Objective and worksheet findings that matter most

The worksheet records increased blood pressure and heart rate on admission, ECG evidence of myocardial ischemia, elevated cardiac enzymes consistent with myocardial infarction, and a slight drop in oxygen saturation. Those details make the page clinically specific instead of generic chest-pain copy.

Performance breakdown and missed items

The results overview shows full credit on EHR MCQ, history, history MCQ, physical assessment MCQ, and exercises, with the weaker area being the bedside physical assessment plus almost no usable nurse notes. That makes the page useful for both clinical review and assignment-performance improvement.

SBAR content details

The SBAR section frames Anthony as a high-risk acute cardiac patient with ongoing ischemic chest pain, hemodynamic instability, and MI-level lab evidence. That structure is especially useful for students who need polished handoff wording instead of scattered emergency notes.

Immediate recommendations

The worksheet recommends transfer to the cardiac care unit, continued monitoring, cardiology consultation, preparation for PCI if needed, opioid pain control, anticoagulation, and readiness for complications like arrhythmias. That makes the page practical, not just descriptive.

What the reflection answers add

The reflection section emphasizes the importance of rapid MI recognition, early intervention, and patient-centered tailoring of protocols like pain management. It also highlights involving the patient and caregiver in goals of care and treatment decisions.
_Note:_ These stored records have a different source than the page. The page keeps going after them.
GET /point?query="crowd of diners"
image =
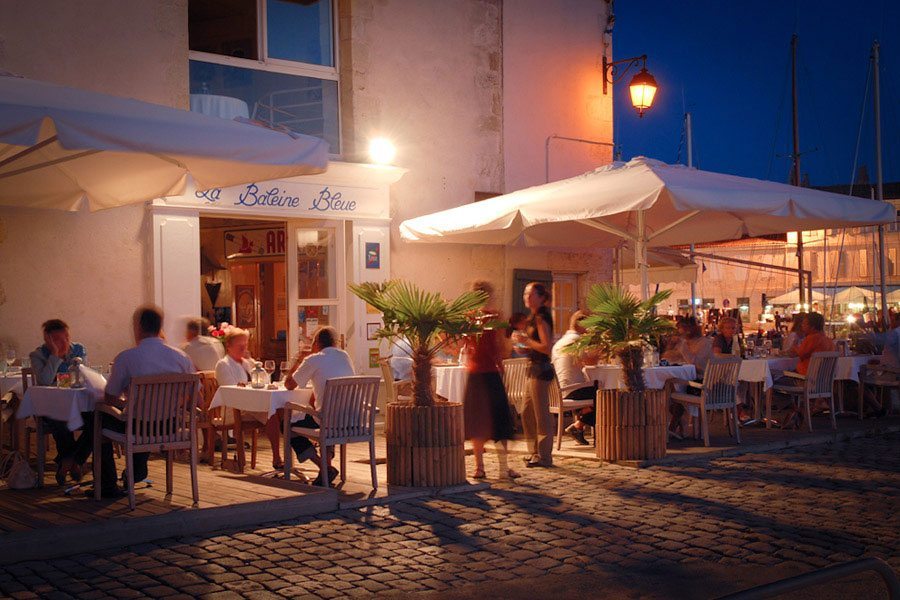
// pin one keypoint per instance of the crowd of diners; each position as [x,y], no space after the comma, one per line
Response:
[152,355]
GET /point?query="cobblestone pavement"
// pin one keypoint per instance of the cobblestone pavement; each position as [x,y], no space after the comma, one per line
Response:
[730,522]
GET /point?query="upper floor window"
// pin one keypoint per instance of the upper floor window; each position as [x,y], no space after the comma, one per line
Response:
[269,60]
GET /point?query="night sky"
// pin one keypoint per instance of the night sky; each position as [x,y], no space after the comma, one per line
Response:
[728,63]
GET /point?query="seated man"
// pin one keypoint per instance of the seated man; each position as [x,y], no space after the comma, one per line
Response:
[203,350]
[53,357]
[814,340]
[324,363]
[150,356]
[569,370]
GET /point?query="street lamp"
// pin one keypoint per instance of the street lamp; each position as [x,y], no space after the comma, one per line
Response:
[643,85]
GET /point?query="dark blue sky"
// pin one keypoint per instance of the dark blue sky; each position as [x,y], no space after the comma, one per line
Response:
[728,63]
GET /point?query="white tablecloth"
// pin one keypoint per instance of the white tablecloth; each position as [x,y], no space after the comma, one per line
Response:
[260,400]
[224,107]
[61,404]
[450,382]
[610,377]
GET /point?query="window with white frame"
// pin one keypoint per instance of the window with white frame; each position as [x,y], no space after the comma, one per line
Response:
[273,60]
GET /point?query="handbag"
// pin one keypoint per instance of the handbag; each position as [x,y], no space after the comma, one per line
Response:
[18,475]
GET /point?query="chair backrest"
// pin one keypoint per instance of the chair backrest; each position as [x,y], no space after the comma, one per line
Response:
[820,376]
[208,387]
[28,378]
[515,380]
[720,382]
[161,409]
[348,407]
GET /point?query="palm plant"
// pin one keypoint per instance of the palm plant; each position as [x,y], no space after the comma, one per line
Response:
[424,319]
[619,325]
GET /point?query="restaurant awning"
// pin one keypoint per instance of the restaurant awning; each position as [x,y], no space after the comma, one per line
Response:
[644,201]
[60,146]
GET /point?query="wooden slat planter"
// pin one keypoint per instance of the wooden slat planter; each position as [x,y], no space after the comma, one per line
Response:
[631,426]
[425,444]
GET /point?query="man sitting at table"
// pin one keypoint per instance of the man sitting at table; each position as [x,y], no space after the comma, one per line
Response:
[203,350]
[569,368]
[324,363]
[812,327]
[53,357]
[150,356]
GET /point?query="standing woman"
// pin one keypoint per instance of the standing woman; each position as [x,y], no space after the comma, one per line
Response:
[486,404]
[538,339]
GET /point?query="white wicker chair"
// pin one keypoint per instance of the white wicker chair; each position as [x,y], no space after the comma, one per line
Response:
[817,383]
[717,392]
[160,415]
[515,380]
[346,414]
[559,405]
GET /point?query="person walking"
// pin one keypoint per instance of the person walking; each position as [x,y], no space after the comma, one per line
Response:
[486,406]
[538,340]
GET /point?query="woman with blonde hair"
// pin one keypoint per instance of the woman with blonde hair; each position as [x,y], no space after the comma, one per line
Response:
[235,369]
[486,406]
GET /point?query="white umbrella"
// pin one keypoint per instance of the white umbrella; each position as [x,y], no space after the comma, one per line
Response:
[793,297]
[644,201]
[60,145]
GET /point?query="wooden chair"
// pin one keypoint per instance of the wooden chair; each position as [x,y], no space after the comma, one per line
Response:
[391,385]
[882,377]
[35,426]
[211,422]
[717,392]
[559,405]
[345,415]
[817,383]
[160,415]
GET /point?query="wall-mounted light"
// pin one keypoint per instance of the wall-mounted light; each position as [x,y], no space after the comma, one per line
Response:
[643,85]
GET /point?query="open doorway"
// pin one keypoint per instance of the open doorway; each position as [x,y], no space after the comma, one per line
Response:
[244,280]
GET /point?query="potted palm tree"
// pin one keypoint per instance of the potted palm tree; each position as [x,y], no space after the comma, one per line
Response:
[631,423]
[425,438]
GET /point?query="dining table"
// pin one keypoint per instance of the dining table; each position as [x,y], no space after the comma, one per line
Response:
[57,403]
[258,400]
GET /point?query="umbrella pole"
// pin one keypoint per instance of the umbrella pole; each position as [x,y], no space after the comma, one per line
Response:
[640,255]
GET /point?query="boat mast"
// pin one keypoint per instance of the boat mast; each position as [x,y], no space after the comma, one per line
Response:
[796,170]
[879,185]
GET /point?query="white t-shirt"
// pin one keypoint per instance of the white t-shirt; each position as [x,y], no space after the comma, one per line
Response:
[150,357]
[232,372]
[320,367]
[568,369]
[204,352]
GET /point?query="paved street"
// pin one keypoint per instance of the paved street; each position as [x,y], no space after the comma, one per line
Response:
[578,530]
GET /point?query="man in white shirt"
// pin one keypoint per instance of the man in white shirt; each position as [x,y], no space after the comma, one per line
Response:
[151,356]
[569,370]
[203,350]
[326,362]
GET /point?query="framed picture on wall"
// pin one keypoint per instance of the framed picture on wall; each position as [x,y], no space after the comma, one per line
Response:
[245,304]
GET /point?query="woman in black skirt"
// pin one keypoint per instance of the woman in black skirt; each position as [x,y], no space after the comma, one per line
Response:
[486,406]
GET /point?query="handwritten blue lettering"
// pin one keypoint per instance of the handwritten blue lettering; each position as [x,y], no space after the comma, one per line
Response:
[327,201]
[253,197]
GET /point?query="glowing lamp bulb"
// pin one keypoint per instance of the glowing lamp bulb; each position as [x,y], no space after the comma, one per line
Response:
[382,151]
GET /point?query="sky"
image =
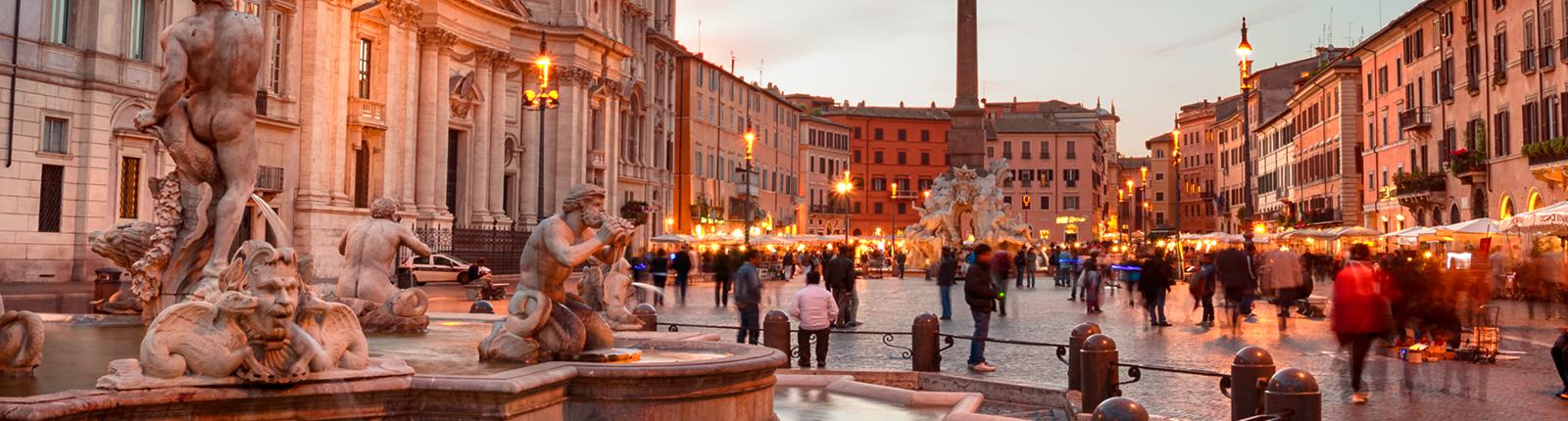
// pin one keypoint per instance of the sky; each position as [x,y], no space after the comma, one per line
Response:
[1147,57]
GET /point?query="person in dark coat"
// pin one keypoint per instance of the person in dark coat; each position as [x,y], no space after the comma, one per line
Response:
[1154,282]
[980,295]
[659,264]
[1236,271]
[946,274]
[841,282]
[682,264]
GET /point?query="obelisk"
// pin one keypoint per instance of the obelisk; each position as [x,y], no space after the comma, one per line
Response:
[966,140]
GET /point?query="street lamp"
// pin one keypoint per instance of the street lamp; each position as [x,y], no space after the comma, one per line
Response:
[541,101]
[750,138]
[1246,52]
[844,191]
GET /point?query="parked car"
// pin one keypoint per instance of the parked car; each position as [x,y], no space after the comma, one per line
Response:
[439,268]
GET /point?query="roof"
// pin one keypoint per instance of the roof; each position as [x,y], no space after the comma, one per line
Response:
[809,117]
[1037,125]
[890,113]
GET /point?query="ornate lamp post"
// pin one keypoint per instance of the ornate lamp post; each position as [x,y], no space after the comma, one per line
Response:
[844,191]
[1246,50]
[541,101]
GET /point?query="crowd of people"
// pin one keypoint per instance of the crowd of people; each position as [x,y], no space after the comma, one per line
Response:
[1397,298]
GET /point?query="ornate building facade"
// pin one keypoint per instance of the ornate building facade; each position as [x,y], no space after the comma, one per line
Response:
[417,101]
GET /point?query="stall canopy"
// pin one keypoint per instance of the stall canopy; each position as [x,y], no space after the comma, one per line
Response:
[1549,219]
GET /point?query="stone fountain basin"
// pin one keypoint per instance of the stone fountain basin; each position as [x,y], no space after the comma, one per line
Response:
[686,376]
Why the post-case section still matters

Even though the post-case prompts are broader, they still add useful language around symptom control, comfort, client-centered care, communication, and how to individualize standardized protocols under pressure. That gives the page more academic depth.

FAQ

Common questions about Anthony James iHuman results

The case combines classic ischemic chest pain, cardiovascular risk factors, persistent pain after nitroglycerin, hemodynamic instability, ECG ischemia, elevated cardiac enzymes, and CCU-level recommendations. That gives it much more depth than routine chest-pain copy.

Hypertension, hyperlipidemia, former chronic smoking, possible medication-adherence issues, and any prior cardiac episodes all matter because they frame the event as high-risk acute coronary syndrome rather than nonspecific pain.

The worksheet emphasizes cardiac care unit transfer, continued monitoring, cardiology consultation, preparation for PCI if necessary, anticoagulation, opioid pain control, supplemental oxygen, and surveillance for arrhythmias.

The reflection material focuses on rapid MI recognition, early intervention, individualized pain-management planning, involving the patient and caregiver in goals of care, and adapting standard protocols to the client’s unique symptoms and preferences.

Yes. The updated content is based on the attached Anthony report overview and worksheet text, including the SBAR, recommendations, caregiver questions, and post-case discussion sections.